Cette approche représente un changement majeur par rapport aux stratégies traditionnelles de la biologie synthétique, qui se sont largement concentrées sur la modification des séquences d’ADN ou des boucles de rétroaction régulatrices pour maintenir le fonctionnement des systèmes modifiés.
Au lieu de systèmes de contrôle plus complexes, l'équipe de Tian a introduit un principe de conception physique qui exploite l'organisation spatiale existante des molécules à l'intérieur des cellules.
Une nouvelle conception pour des cellules programmables et auto-stabilisantes
Alors que les cellules naturelles ont évolué pour utiliser les condensats comme système de protection intégré pour réguler l’activité des circuits génétiques, cette étude est parmi les premières à montrer comment elles peuvent être réutilisées pour stabiliser les programmes de synthèse.
« Les cellules utilisent déjà ces gouttelettes pour s'autoréguler », explique Tian. « Nous exploitons désormais la même stratégie pour la biologie synthétique. »

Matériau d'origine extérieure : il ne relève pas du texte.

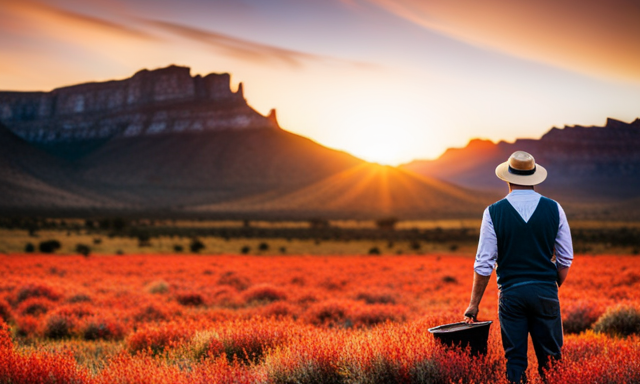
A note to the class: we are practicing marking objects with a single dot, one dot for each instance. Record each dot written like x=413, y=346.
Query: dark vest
x=525, y=250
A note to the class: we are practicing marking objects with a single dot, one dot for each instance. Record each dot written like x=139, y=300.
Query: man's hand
x=479, y=284
x=471, y=314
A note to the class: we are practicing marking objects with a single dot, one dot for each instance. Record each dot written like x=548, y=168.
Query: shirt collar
x=523, y=192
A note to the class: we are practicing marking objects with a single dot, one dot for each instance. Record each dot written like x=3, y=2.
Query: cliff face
x=585, y=164
x=149, y=103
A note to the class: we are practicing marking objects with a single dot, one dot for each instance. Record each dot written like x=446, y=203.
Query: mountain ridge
x=165, y=143
x=596, y=165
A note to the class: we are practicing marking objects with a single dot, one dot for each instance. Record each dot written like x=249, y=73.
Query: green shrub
x=196, y=246
x=83, y=249
x=49, y=246
x=623, y=320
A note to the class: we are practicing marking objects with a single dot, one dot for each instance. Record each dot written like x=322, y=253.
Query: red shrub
x=102, y=328
x=5, y=311
x=231, y=278
x=376, y=297
x=332, y=313
x=27, y=326
x=59, y=326
x=35, y=306
x=225, y=296
x=153, y=313
x=375, y=314
x=36, y=290
x=40, y=367
x=592, y=358
x=264, y=293
x=248, y=340
x=580, y=316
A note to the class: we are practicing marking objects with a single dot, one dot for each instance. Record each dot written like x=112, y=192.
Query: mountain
x=165, y=143
x=358, y=192
x=588, y=166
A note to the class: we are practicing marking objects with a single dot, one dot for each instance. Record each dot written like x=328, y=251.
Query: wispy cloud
x=243, y=49
x=596, y=37
x=38, y=11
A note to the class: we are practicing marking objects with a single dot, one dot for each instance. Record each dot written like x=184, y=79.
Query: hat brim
x=502, y=171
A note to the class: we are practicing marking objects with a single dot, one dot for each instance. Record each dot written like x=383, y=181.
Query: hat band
x=522, y=173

L’adoption de cette méthodologie pourrait aider les chercheurs à construire des systèmes biologiques plus fiables qui maintiennent des fonctions prévisibles et productives.

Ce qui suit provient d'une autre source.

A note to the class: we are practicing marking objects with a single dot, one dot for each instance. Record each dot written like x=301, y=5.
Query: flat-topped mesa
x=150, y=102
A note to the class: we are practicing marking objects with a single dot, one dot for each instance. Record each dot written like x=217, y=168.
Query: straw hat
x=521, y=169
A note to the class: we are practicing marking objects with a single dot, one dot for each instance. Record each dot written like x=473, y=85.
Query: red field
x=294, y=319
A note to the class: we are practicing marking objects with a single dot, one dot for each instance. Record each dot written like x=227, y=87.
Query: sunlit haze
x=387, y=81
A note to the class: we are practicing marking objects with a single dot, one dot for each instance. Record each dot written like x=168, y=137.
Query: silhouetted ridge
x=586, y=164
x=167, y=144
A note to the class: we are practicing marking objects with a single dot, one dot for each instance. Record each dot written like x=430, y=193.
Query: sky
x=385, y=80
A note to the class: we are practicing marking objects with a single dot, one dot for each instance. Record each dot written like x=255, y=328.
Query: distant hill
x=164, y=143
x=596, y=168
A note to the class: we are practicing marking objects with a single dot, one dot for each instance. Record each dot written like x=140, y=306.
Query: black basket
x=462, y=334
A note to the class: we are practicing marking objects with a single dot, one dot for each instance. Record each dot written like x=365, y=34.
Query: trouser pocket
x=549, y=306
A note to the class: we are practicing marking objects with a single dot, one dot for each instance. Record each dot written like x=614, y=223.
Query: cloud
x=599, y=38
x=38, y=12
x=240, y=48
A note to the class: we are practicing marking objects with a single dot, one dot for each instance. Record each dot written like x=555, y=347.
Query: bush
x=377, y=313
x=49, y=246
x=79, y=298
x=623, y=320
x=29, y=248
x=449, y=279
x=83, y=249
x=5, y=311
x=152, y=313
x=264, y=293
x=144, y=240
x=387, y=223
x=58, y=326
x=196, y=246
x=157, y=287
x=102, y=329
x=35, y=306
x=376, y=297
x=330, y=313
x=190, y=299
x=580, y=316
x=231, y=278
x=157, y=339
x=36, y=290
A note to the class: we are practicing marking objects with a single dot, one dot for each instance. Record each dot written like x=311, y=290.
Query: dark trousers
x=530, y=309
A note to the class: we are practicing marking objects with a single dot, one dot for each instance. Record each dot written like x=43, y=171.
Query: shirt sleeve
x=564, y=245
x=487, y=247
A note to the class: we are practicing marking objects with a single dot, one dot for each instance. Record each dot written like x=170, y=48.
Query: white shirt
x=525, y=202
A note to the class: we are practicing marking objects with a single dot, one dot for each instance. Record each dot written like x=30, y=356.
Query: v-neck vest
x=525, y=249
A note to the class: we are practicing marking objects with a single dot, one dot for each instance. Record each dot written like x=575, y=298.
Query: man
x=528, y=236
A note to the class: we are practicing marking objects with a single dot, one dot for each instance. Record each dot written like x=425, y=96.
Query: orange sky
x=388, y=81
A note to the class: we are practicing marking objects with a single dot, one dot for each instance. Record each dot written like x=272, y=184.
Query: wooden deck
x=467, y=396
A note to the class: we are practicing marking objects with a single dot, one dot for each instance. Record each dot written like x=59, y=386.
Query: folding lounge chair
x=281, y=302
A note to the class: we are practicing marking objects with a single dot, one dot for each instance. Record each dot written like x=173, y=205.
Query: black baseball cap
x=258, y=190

« Cela ouvre une nouvelle voie pour construire des systèmes vivants plus fiables, depuis les usines de cellules stables jusqu'aux futures applications médicales », explique Tian. « Notre stratégie peut devenir un nouveau principe de conception pour les chercheurs qui ont besoin que leurs cellules conçues fonctionnent de manière cohérente. »

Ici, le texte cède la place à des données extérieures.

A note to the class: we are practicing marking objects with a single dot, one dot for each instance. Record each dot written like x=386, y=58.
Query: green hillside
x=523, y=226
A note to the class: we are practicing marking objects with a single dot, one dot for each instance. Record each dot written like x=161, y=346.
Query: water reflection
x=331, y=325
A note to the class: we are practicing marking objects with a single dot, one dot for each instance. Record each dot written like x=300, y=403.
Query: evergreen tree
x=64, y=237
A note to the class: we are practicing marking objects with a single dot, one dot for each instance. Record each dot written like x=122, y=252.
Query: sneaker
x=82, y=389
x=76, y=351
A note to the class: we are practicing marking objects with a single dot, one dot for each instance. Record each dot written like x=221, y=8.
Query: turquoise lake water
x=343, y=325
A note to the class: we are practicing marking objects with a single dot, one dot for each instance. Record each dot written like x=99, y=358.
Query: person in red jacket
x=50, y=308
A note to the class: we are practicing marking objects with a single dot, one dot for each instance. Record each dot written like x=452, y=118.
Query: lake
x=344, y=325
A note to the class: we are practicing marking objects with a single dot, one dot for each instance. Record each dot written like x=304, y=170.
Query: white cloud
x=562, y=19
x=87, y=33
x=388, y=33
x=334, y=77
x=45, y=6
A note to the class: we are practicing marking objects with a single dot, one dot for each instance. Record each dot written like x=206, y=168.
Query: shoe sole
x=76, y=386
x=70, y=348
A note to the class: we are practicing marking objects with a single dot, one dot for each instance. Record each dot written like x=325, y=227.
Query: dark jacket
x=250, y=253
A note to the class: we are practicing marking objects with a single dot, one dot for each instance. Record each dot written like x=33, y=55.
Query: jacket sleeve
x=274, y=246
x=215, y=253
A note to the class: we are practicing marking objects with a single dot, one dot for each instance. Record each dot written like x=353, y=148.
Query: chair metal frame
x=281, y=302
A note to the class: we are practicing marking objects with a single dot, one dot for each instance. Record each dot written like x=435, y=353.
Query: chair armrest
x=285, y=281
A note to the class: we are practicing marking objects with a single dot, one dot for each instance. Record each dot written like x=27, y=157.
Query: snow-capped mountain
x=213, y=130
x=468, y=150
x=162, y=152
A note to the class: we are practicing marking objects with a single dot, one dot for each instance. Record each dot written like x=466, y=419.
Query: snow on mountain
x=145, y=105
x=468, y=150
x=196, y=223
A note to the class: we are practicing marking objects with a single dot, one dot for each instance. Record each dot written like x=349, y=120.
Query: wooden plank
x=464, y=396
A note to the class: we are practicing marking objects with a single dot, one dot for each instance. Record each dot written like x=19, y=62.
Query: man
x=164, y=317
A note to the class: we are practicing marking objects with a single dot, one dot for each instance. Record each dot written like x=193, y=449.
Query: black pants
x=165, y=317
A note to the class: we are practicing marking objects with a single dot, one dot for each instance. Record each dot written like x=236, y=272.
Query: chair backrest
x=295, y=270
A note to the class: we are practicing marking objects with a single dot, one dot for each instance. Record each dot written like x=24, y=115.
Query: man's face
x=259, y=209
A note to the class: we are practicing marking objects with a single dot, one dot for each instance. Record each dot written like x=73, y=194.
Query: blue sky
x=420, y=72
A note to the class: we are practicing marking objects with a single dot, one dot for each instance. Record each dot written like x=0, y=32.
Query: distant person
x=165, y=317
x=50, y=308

Les images prises au microscope dans le cadre de l'étude montrent des amas lumineux et brillants de condensats transcriptionnels à l'intérieur des cellules, qui servent de preuve visuelle que des gouttelettes peuvent se former précisément là où cela est nécessaire pour stabiliser l'activité des gènes.
« C'est passionnant de voir comment ces gouttelettes peuvent être utilisées pour augmenter les rendements de bioproduction », déclare Nielsen. « Ce type de collaboration relie les connaissances biologiques fondamentales avec de véritables applications d'ingénierie métabolique. »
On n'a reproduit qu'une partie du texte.